Saturday, May 7, 2022

The Road goes ever on and on ... Day 283 (783)

Happy Mother's Day Eve! I have blueberry muffins in the oven to take to My Mom tomorrow. I may add some French fries; she's craving those, and they don't serve them at her assisted living facility. If you're a mother, I hope your youngin's treat you right tomorrow. If you're a son or daughter, treat your mother right tomorrow. You should actually do that every day, hard though it may seem.

Public Service Announcement over, it's back to the coronavirus. Some of the demographics of the one million Americans dead from covid are not at all surprising. Three fourths of the dead were over the age of 65. An elder care expert notes, "A million things went wrong and most of them were preventable." On average, more men died than women. Overall, more Whites died, but Black, Hispanic, Pacific Islander, and Native American people suffered disproportionately more than other groups. Mississippi was the state with the highest per capita death rate. 
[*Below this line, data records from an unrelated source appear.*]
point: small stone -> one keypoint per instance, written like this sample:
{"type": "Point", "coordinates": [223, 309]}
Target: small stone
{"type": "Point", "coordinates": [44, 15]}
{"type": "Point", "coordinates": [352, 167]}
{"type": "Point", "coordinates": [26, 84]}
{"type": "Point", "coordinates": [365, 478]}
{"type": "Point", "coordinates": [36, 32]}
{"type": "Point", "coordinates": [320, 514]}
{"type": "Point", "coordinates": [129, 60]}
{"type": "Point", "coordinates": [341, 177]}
The White House is warning of a fall surge and developing plans on how to provide vaccines if covid aid stops. The possibility exists that 100 million Americans--30 percent of the population--will get covid this fall or winter in a model that assumes the virus stays an Omicron family variant and not a brand new variant. The wave is actually predicted to start in the summer as people in the South spend more time indoors to escape the heat. Right now, the government can't provide enough booster for the general population without more funding. Older and immunocompromised  people would likely be given priority.

Will long covid be the next phase of the pandemic? Right now, there is no treatment and some difficulty precisely defining it. As many as 24 million Americans may have experienced long covid symptoms. Women are 33 percent more likely to have symptoms than men. Symptoms include brain fog, fatigue, organ damage, chest and joint pain, loss of senses of taste and smell, cough, headache, and gastrointestinal and cardiac issues. Insurance companies often decline payment because it cannot be precisely diagnosed. The demand for long covid care right now far outstrips the current capacity. That better change if it is the next phase.